Die kontroverse Diskussion nach Veröffentlichung der Artikel in der LVZ zum Thema Schutzimpfungen vom 10. und 14. Mai 2012 haben wir als Verein und als Leipziger Kinderärzte zum Anlass genommen, um uns nachdrücklich für die Umsetzung der öffentlichen Schutzimpfungen einzusetzen.

Unbestrittene Erfolge in der breiten Anwendung

Die eingeforderte sachliche Auseinandersetzung mit den pro- und contra Argumenten zum Impfen ist dabei seit Jahrzehnten Gegenstand täglichen ärztlichen Arbeitens in der Praxis. Die unbestrittenen Erfolge der breiten Anwendung von Schutzimpfungen vor allem im Kindesalter  sind jedoch gleichzeitig der Grund für eine immer geringere Verankerung der vermeidbaren Krankheitsverläufe im öffentlichen Bewusstsein. Kinderärzte argumentieren aber immer noch aus dem unmittelbaren Erleben von Hirnhautentzündungen durch Bakterien (Pneumokokken u.a.), lebensbedrohlichen Kehldeckelinfektionen (sog. Hib-Bakterien) oder schleichenden Hirnsubstanzverlusten (Masernvirus), um nur einige Beispiele zu nennen.

Wiederaufflackern zurückgedrängter Erkrankungen

In den letzten Jahren erleben wir zudem ein Wiederaufflackern zurückgedrängter Erkrankungen. Kein Monat ohne Keuchhusten in Schulen und Kindergärten – einer Erkrankung, die ein Schulkind vorübergehend quält, für einen ungeimpften Säugling aber lebensbedrohlich verlaufen kann. Epidemien in ungeimpften Kollektiven (Masern) lassen sofort erkennen, das die altbekannten Komplikationen aus der Zeit vor Einführung einer entsprechenden Schutzimpfung in gleichem Verhältnis zu den Erkrankungszahlen wieder auftreten.

Wirksamkeit und Effizienz von Impfungen geprüft und kontrolliert

Wir halten es auch für unverantwortlich in unserem allseits akzeptierten, globalisierten Dasein zu ignorieren, dass jeder ungenügend Geimpfte auf Reisen potentielle Erkrankungsrisiken importiert. Das Impfen individuellen Schutz verleiht, bedeutet auch, das dieser Schutz individuell  gut oder weniger gut, ausreichend lang oder im Einzelfall auch zu kurz sein kann. Daher werden Schutzimpfungen auch und gerade nach öffentlicher Empfehlung in ihrer Wirksamkeit und Effizienz immer wieder geprüft. Es existieren Meldesysteme für unerwünschte Nebenwirkungen und kaum ein anderes Thema in der Kinder- und Jugendmedizin ist Gegenstand umfangreicherer Fortbildungen.

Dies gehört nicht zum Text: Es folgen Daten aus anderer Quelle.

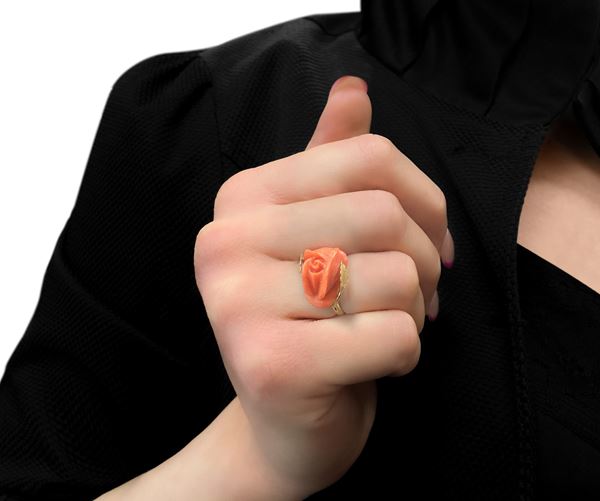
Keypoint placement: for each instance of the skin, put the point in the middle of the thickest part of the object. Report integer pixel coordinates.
(560, 214)
(304, 377)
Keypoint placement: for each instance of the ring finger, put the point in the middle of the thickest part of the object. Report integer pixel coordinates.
(386, 280)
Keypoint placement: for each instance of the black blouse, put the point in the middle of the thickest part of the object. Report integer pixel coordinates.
(119, 369)
(562, 339)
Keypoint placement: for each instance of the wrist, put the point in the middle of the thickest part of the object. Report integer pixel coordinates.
(222, 463)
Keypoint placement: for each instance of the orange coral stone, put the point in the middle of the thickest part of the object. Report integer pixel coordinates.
(321, 274)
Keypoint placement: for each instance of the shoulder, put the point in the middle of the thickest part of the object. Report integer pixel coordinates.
(267, 87)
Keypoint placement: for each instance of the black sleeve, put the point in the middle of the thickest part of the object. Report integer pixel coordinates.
(118, 368)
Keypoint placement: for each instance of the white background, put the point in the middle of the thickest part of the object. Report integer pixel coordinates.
(58, 61)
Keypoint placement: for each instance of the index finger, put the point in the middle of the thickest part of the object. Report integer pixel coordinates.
(364, 162)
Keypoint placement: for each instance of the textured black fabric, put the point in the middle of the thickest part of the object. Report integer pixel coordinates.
(118, 368)
(562, 322)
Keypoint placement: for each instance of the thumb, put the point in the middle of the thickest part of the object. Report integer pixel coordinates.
(347, 112)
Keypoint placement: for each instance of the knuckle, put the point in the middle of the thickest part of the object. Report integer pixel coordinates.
(410, 346)
(231, 190)
(386, 207)
(410, 274)
(377, 149)
(438, 201)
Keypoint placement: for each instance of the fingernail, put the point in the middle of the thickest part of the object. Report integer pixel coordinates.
(447, 250)
(434, 307)
(348, 80)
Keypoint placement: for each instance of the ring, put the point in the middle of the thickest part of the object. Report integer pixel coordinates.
(324, 276)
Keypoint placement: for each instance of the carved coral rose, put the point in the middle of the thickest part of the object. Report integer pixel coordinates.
(321, 274)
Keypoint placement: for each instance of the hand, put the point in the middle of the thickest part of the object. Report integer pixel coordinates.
(305, 376)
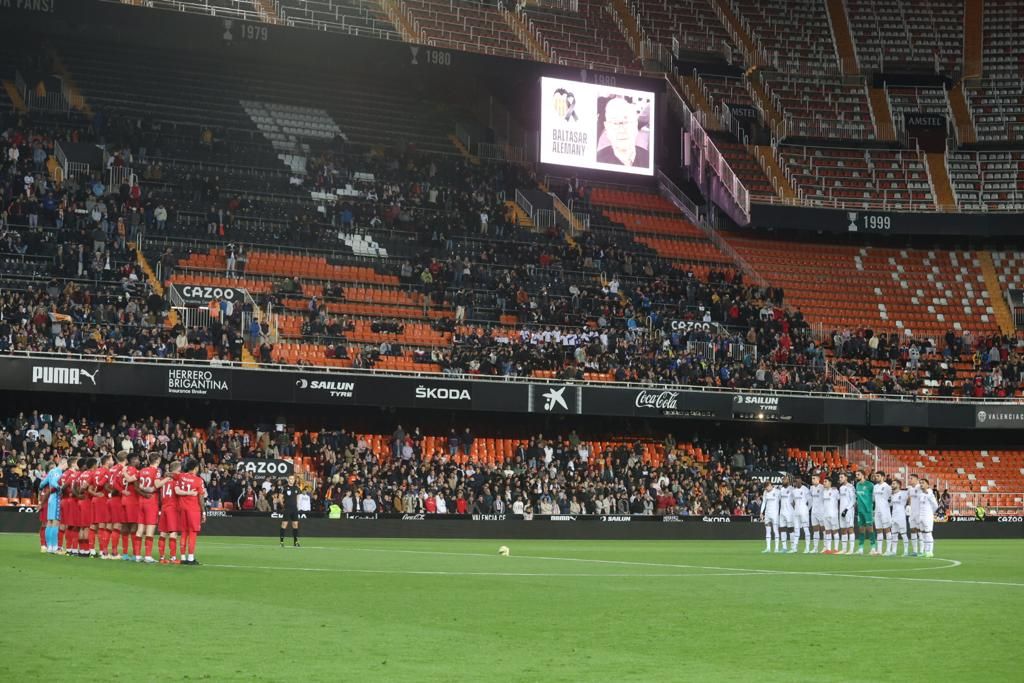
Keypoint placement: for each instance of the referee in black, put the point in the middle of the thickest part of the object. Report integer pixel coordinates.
(289, 498)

Soziale Verantwortung der Eltern

Nicht zuletzt sind die immer kurzlebigeren Durchführungsbestimmungen für Schutzimpfungen Ausdruck der kritischen Analyse von Absicht und tatsächlichem Erfolg. Impfberatung muss diese Aspekte berücksichtigen aber in jedem Fall verantwortlich zu dem Schluss kommen, dass der Geimpfte sich selbst und andere schützt. Eltern nehmen daher mit ihrer Entscheidung für das Impfen ihres Kindes auch einen gehörigen Teil sozialer Verantwortung wahr. Dafür ist ihnen großer Respekt zu zollen, denn ihrer Entscheidung verdankt zur Zeit auch noch der Nichtgeimpfte seine Gesundheit. Erst wenn dieses Verhältnis sich umkehrt, wird mit dem Wiederaufflammen alter Erkrankungen zurechnen sein.

Schutzimpfung und individuelle Impfaufklärung

Die Forderung, erfolgte Schutzimpfungen zum Aufnahmekriterium für KiTA’s zu machen, ist vor diesem Hintergrund zu verstehen. Dabei handelt es sich immer um eine politische Entscheidung, die sicher auch unter sächsischen Impfärzten sehr kontrovers diskutiert wird. Unabhängig vom Ausgang dieses Diskurses, nimmt dem Impfarzt auch in Zukunft niemand die Pflicht zur individuelle Impfaufklärung ab. Eine Pflicht, der wir uns aus tiefer Überzeugung und eigener Erfahrung stellen. Wir wünschen uns weiter aufgeschlossene und aufgeklärte Eltern, die mit derselben Unvoreingenommenheit sich für das Impfen entscheiden, wie sie uns ihr an Asthma, Allergien oder Diabetes erkranktes Kind anvertrauen.

Zum Weiterlesen

Artikel in der LVZ

Kinderärzte: Kita-Platz nur bei Schutzimpfung (Leipziger Volkszeitung, 10. Mai 2012)
Geimpfte Kinder nicht unbedingt gesünder (Leipziger Volkszeitung, 14. Mai 2012)

Siehe auch

Forderung des Berufsverbands: Kinderärzte: Nur geimpfte Kinder in die Kitas (Hannoversche Zeitung, 9.5.2012)
Kinderärzte: Kita-Platz nur noch mit Impfnachweis (Pharmazeutische Zeitung vom 9.5.2012)
Kinder- und Jugendärzte: Nur geimpfte Kinder in die Kitas (Deutsche Apotheker Zeitung, 10.5.2012)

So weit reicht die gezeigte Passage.